(This article originally appeared in the TAU-USA Spring 2024 Digital Issue #111)

Kathryn Swegart – Formation Director, Jordan Smith, and Dean Astumian – Minister of St. John the Baptist Fraternity in Winslow, Maine.

 The St. John the Baptist fraternity in Winslow, Maine is pleased to announce the winner of its essay contest, opened to high school and college students in Maine. The winner is Jordan Smith, a student at Colby College in Waterville, Maine. He is a member of Corpus Christi Parish in Waterville and is active in Colby Catholics. Jordan is from Severna Park, Maryland.

With brilliance and insight, Jordan weaves a philosophical connection between beauty and God as proclaimed by St. Francis in the Canticle of the Sun. Jordan received a $100 prize and a Word of Fire Bible. We hope that you are inspired by the thoughtful writing of this young man. Praise be to God!

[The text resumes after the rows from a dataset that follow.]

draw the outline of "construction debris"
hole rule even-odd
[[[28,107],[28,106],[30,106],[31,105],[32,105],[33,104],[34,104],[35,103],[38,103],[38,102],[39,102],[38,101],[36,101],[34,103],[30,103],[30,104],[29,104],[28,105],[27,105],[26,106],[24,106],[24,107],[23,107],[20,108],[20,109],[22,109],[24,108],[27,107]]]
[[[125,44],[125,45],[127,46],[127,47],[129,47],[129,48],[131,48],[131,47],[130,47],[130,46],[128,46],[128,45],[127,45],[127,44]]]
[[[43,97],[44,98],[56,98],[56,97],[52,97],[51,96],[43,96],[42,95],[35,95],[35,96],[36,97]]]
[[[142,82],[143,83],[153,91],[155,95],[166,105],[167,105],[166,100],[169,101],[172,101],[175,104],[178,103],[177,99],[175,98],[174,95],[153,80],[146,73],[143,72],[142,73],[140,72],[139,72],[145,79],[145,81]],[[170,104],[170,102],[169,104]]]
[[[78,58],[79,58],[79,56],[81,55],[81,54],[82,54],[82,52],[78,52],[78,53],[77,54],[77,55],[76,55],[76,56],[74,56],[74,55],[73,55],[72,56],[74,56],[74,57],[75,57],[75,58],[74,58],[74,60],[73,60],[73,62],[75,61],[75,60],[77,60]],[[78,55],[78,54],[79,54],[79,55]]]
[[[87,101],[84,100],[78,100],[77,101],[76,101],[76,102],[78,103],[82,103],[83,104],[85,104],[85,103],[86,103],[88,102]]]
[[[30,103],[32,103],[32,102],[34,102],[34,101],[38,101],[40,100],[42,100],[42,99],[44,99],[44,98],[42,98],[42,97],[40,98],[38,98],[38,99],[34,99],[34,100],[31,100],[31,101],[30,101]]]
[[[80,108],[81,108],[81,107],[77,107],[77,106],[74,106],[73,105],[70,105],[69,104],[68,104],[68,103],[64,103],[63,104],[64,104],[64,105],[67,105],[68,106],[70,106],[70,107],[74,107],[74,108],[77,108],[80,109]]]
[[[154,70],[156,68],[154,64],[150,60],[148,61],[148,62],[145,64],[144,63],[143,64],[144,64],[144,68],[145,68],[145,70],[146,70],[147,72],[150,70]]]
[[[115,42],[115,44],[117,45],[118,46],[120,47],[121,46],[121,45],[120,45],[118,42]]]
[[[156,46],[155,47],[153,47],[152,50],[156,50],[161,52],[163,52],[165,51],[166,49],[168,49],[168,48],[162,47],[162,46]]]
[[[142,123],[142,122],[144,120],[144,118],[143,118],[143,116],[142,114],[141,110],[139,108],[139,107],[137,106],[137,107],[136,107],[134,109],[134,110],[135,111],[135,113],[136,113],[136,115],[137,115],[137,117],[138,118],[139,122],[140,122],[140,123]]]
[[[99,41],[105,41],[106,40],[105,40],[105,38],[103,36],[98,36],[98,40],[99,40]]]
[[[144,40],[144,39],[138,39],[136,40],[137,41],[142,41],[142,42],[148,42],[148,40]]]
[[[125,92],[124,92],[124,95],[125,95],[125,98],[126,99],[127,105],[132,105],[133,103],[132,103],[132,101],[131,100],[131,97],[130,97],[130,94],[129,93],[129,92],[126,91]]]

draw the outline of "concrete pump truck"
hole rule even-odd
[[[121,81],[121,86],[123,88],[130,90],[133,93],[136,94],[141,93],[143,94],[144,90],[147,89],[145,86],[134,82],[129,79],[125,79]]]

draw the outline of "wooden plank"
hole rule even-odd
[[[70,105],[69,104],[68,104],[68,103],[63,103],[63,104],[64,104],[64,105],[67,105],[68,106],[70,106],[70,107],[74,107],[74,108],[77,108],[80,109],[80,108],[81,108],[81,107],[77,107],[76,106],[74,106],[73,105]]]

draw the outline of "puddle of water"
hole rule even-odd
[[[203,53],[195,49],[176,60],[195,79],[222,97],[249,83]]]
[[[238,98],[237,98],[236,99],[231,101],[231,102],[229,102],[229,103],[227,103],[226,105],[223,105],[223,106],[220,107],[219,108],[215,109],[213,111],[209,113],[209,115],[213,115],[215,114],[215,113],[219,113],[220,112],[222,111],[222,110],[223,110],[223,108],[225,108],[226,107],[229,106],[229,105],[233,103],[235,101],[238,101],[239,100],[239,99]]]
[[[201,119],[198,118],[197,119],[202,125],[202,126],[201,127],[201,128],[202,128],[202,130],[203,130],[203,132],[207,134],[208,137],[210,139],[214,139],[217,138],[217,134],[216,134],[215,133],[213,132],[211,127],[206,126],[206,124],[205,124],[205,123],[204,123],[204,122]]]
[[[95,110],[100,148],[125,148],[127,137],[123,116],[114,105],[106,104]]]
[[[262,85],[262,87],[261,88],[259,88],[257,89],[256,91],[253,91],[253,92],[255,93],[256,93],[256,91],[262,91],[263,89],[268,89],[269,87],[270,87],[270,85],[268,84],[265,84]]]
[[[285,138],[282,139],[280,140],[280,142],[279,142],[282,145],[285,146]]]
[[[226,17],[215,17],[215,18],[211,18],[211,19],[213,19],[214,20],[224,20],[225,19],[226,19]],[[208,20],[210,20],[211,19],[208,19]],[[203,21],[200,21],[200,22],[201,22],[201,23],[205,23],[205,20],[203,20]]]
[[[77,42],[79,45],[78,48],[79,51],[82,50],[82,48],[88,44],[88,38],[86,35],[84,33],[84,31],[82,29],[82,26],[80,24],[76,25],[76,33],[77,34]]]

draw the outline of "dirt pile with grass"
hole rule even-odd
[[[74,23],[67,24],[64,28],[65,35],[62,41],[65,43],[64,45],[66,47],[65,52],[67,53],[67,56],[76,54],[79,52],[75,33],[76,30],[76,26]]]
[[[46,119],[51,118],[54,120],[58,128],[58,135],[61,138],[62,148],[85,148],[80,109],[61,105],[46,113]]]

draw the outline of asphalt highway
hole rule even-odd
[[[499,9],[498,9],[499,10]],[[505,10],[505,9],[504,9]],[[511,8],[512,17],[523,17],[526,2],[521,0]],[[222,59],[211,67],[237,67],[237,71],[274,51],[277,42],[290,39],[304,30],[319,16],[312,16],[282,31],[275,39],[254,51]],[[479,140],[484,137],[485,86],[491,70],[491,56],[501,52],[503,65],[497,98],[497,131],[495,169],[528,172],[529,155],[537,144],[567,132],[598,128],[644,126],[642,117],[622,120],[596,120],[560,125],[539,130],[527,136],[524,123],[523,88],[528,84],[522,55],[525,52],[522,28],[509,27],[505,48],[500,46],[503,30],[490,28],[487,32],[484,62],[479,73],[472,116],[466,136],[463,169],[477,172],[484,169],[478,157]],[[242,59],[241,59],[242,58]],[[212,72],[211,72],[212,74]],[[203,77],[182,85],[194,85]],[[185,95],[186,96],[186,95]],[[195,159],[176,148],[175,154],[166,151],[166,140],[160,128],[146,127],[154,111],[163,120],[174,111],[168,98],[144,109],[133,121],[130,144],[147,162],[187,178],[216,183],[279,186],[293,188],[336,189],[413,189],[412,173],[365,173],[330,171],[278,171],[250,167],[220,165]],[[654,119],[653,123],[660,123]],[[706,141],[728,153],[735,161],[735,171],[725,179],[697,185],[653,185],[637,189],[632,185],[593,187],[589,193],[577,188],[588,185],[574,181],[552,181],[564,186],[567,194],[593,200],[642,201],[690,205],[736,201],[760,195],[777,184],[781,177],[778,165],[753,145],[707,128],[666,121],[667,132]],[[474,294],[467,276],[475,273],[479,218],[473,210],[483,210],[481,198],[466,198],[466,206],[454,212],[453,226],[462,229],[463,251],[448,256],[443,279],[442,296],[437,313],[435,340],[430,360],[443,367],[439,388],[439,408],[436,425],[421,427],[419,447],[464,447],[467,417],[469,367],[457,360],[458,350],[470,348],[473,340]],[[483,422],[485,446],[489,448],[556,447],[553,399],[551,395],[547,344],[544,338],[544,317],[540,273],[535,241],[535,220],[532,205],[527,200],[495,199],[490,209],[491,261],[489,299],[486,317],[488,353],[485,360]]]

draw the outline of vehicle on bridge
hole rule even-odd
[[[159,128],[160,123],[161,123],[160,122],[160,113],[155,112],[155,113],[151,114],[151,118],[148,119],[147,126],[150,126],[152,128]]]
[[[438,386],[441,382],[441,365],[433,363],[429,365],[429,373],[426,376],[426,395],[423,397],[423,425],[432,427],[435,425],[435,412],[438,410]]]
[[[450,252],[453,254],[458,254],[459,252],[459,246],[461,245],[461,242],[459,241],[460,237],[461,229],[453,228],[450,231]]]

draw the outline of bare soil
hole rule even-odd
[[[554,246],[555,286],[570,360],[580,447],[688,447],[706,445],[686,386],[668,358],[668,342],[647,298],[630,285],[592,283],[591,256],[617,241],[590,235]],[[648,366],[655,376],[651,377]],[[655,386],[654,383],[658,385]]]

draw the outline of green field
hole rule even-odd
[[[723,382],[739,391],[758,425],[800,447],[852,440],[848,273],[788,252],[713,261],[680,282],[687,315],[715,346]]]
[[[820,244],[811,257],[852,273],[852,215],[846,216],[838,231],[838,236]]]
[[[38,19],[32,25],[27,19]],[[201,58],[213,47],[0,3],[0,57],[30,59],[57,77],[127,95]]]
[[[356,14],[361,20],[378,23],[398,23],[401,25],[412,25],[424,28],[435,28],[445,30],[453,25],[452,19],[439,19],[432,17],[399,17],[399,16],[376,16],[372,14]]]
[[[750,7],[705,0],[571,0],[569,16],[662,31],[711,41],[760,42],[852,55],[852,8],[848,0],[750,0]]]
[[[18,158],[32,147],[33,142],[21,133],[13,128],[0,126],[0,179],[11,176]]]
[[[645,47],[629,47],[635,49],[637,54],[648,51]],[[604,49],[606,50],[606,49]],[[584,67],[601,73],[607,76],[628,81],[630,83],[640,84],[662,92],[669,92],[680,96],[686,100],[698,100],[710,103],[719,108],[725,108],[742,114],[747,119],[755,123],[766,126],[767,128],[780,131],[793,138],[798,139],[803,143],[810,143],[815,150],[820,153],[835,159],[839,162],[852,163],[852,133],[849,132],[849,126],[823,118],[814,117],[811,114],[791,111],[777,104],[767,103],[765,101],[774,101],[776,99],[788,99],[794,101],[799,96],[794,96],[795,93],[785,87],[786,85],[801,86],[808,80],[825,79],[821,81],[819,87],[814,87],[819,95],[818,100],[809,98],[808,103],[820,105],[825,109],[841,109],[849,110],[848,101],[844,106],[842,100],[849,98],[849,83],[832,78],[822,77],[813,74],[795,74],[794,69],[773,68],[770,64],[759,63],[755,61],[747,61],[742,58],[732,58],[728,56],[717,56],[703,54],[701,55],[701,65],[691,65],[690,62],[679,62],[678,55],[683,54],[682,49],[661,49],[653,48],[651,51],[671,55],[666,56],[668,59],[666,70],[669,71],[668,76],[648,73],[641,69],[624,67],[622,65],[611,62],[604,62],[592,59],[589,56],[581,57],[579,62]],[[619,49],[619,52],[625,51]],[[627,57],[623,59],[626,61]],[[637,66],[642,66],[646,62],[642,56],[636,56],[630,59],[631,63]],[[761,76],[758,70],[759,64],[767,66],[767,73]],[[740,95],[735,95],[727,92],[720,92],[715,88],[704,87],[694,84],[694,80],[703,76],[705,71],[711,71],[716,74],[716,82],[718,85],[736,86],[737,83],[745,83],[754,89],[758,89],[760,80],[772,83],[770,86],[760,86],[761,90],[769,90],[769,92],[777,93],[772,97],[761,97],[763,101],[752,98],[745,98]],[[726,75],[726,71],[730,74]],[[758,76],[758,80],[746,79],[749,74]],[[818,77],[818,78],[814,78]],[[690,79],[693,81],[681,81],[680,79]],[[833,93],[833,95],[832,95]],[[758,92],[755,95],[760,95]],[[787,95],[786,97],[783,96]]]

St. Francis’ Canticle of the Sun reveals his complex understanding of the relationship between God, Nature, and Man. From the outset, Francis unqualifiedly recognizes God as “Most High.” Nothing else matches the grandeur of God. However, this does not prevent Francis from proclaiming: “Praised be You, my Lord, with all your creatures.” The creation may be praised alongside God because His glory is manifest through creation. This ‘translucent’ element of creation that allows one to see through it to its Creator is the essence of beauty. The connection between translucence and beauty is emphasized in Francis’ identification of “Brother Sun” as the creature closest to God. The reason the sun “bear a likeness” to God most of all is that he is “beautiful and radiant.” Just as the sun shines its rays to not only reveal the beauty of the physical world but also to give it life and sustenance, so too God’s overflowing goodness manifests itself not only in the continual sustaining of being but in the essential beauty of all that exists. For the God Who is Beauty Itself will always produce beautiful creatures. That is to say, being and beauty are coextensive for St. Francis. Beauty is not something I merely personally will to believe or not. Beauty is constantly eliciting a response from me. It calls me out of my own being into the source of my being through the creation in which beauty inheres. Beauty raises beauty into the Beautiful Itself.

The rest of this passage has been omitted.